Re: Not feeling real/life feels like a dream
I am going through the same thing right now. I went through a similar episode in 2004, and eventually came out of it and have lived a normal life... good jobs, got married to a great woman. My first episode in 2004, my anxiety started making me question my own existence, and I had this terrorizing thought that I was alone just floating out on the planet earth alone.. it would send me in to panic, and the panic brought me back to the thought... complete catch 22. This is because severe anxiety makes you lose perspective and context of how you fit in within the world (disassociation).
Its nine years later, and I'm going through it again and its pure hell... Like living in a nightmare.. It throws me back in time to 2004 when I had the same thoughts, although this time the terrorizing thought is the same as what you described regarding perspective.
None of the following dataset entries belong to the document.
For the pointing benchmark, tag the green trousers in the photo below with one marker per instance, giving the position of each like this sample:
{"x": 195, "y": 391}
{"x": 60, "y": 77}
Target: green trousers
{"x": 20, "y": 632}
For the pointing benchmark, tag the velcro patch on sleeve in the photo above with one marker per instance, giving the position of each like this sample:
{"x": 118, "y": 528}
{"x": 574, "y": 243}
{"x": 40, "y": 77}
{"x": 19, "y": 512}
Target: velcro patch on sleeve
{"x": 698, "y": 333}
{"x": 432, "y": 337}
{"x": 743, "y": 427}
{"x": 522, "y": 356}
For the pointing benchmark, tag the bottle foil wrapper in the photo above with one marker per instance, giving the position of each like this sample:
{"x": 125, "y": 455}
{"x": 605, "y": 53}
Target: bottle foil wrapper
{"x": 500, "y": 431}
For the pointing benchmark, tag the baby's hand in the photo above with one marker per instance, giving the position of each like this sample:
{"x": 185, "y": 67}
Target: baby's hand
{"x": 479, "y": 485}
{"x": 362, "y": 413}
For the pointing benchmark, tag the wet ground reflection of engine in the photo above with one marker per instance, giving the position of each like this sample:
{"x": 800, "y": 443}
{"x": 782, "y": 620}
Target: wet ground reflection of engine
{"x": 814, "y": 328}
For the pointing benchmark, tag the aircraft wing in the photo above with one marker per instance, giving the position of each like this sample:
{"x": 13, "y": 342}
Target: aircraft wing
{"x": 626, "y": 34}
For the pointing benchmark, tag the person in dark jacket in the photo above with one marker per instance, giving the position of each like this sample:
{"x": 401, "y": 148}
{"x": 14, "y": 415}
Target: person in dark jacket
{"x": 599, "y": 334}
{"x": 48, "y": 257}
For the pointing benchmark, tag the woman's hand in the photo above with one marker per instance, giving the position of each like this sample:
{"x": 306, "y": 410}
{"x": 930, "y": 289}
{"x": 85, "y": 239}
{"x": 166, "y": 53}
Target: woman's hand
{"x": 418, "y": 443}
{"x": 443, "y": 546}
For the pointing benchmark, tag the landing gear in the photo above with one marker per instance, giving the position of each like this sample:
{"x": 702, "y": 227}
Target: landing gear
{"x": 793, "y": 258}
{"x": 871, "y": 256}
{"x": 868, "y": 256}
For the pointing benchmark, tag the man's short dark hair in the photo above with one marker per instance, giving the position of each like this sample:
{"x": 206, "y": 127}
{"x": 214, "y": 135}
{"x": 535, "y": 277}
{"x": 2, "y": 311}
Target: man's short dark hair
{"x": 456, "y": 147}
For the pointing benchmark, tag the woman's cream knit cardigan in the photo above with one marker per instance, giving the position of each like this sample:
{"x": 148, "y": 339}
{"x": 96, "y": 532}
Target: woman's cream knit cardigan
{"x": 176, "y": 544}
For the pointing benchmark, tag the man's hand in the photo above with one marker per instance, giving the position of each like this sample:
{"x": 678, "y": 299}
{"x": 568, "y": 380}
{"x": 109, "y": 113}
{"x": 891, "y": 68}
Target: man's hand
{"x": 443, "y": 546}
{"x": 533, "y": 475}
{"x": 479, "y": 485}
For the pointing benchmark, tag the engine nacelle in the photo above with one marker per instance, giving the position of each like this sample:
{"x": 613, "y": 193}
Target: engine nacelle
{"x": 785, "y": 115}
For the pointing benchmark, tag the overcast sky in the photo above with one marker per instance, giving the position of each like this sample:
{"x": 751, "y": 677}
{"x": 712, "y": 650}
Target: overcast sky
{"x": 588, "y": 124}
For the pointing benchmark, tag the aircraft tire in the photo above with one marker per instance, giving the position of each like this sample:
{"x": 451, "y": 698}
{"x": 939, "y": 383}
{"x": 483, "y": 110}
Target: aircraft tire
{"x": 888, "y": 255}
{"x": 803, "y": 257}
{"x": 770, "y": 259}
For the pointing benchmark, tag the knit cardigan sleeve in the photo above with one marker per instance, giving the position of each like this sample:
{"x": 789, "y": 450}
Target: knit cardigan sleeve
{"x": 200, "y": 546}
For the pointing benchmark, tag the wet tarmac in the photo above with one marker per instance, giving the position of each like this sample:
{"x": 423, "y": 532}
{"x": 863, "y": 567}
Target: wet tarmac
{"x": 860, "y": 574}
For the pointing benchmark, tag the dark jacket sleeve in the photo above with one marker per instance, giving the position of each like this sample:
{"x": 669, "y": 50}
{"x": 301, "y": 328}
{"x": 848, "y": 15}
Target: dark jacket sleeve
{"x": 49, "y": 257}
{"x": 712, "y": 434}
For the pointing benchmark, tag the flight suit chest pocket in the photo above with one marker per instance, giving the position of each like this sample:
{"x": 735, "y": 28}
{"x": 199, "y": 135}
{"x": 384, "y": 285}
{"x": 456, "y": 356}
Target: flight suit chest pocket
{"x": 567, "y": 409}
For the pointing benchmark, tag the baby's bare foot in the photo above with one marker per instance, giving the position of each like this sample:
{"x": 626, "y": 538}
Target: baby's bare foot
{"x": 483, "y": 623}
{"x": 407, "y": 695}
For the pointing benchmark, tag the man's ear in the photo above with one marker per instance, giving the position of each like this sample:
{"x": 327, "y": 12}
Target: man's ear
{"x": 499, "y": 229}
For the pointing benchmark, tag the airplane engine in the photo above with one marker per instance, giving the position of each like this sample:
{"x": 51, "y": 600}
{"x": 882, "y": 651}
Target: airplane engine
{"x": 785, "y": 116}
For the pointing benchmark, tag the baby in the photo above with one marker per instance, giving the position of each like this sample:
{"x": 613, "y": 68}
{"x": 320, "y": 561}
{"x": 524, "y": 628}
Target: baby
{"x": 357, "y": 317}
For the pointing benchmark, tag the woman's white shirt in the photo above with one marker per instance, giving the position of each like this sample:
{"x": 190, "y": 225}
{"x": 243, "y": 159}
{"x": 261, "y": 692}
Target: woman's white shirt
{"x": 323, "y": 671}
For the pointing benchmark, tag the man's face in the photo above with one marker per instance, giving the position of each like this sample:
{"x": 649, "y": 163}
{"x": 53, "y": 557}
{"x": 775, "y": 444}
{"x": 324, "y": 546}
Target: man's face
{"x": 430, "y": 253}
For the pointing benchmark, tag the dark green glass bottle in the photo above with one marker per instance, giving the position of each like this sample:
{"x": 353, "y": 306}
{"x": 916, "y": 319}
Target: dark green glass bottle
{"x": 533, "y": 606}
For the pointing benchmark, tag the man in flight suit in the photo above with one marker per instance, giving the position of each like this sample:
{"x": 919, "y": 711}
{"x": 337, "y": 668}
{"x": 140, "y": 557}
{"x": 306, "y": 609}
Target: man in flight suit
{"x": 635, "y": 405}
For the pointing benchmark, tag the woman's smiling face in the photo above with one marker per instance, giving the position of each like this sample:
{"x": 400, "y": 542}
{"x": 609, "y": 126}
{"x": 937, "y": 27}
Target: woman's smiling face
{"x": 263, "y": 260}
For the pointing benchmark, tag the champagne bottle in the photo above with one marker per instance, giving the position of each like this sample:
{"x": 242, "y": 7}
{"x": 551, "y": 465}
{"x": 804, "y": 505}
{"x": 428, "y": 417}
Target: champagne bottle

Its like Im seeing the world through my eyes, and I question whether anyone else sees it my way, even objects in the room. I know how absurd that is, but it FEELS real at very high levels of anxiety, but this does not mean it is real. You describe feeling divorced from your life and having no memory and I totally relate, but that has everything to do with state your brain is in. When you begin to calm down, feel inside your body again, the memories will come back and your existence won't feel so foreign. I almost describe my experience as having a bad acid trip that I can't escape, but I believe that to be a testament to the unbelievable power of our own neurochemicals and how they can work against us at times.